Sabemos que a trajetória de Chico Xavier é cheia de processos de enganar as pessoas. Não é, portanto, o que é mencionado no livro kardeciano, que é a manipulação do "médium" por espíritos desencarnados enganadores, mas as caraterísticas apontadas se encaixam ao processo de um "médium" que, buscando a idolatria religiosa, enganou as pessoas com literatura fake e que servia para atribuir a "espíritos do além" - a partir de Emmanuel - as opiniões do "médium" consideradas "incômodas", sobretudo quanto ao conservadorismo ideológico.

Evidentemente, os "isentões" não estão certos. Eles também apresentam sérios problemas conceituais na sua defesa a Chico Xavier, tido como "impefeito" e "endividado", supostamente creditado como um "pagador de dívidas" que precisava usar a atividade de "médium" e "filantropo" para reparar as "dívidas morais" do passado.

A tese "isenta" retira de Chico Xavier a imagem de "espírito de luz" antes promovida, e, ainda que ele fosse classificado como "iluminado", ele é visto agora como um sujeito "gente como a gente", que mantém ainda inacabada sua "missão encarnatória", na visão dos seus atuais seguidores e simpatizantes.

Isso nada resolve na admissão de aspectos negativos da carreira de Chico Xavier, como as fraudes literárias, recentemente reveladas, por acidente, por outro trabalho acadêmico. Além disso, a tese de "imperfeição" cria uma estranha idolatria, bem mais envergonhada e vazia, porque, quando o "médium" era visto como um semi-deus, pelo menos havia uma motivação para sua adoração, coisa que a atribuição de "imperfeição" e "endividamento moral" anula completamente.

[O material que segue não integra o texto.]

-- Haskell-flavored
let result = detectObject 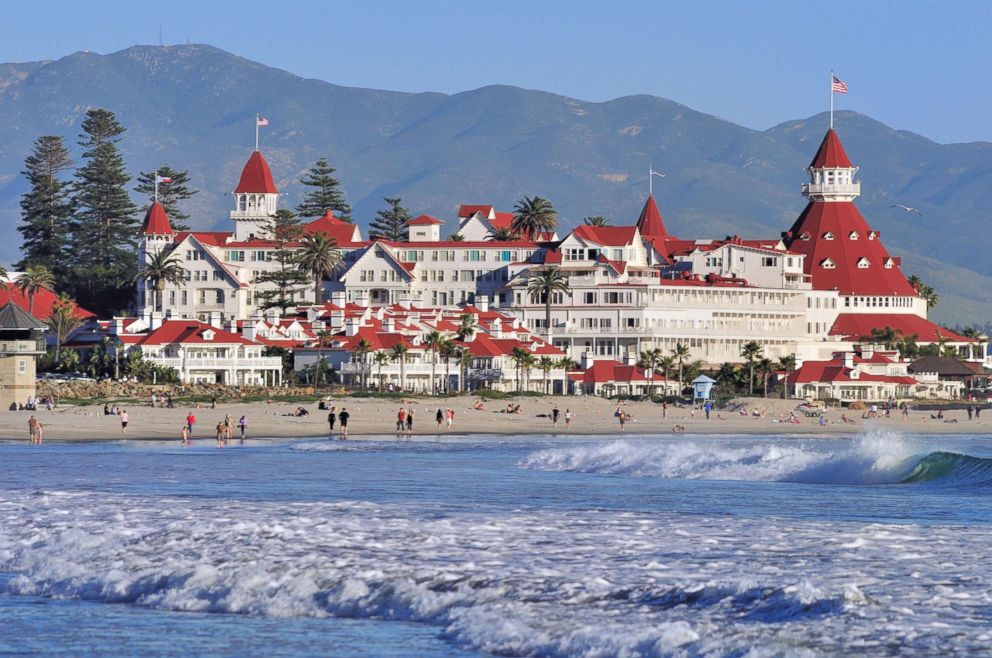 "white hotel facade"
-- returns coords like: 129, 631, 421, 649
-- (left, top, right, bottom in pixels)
138, 129, 985, 374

Em outras palavras, que motivo se tem para adorar um sujeito "imperfeito" e "endividado"? Qual a razão para adoração? Ser um "homem simples e bom"? Ter qualidades razoáveis comparáveis ao de qualquer cidadão medíocre e inócuo?

Diante dessas confusões, o que se conclui é que Chico Xavier, que foi, sim, um colaborador da ditadura militar - se não fosse assim, a ESG não perderia tempo produzindo cerimônias e diplomas, não ofereceria seus aposentos para alguém que não colaborasse com a ditadura - , não é digno de qualquer admiração, pois mesmo os "isentos" ainda mantém muitas ilusões em torno do "médium", mascaradas por uma pretensa moderação e uma suposta neutralidade.

Quanto a Ronaldo Terra, ele foi infeliz em sua atribuição, na medida em que, ao recusar admitir que Chico Xavier colaborou com a ditadura militar, acabou amenizando também o caráter repressor da Escola Superior de Guerra, atribuindo a ela uma faísca de "humanismo" que nunca existiu na instituição nem no "médium" condecorado, dando a ambos uma mitificação que não condiz a uma monografia autêntica.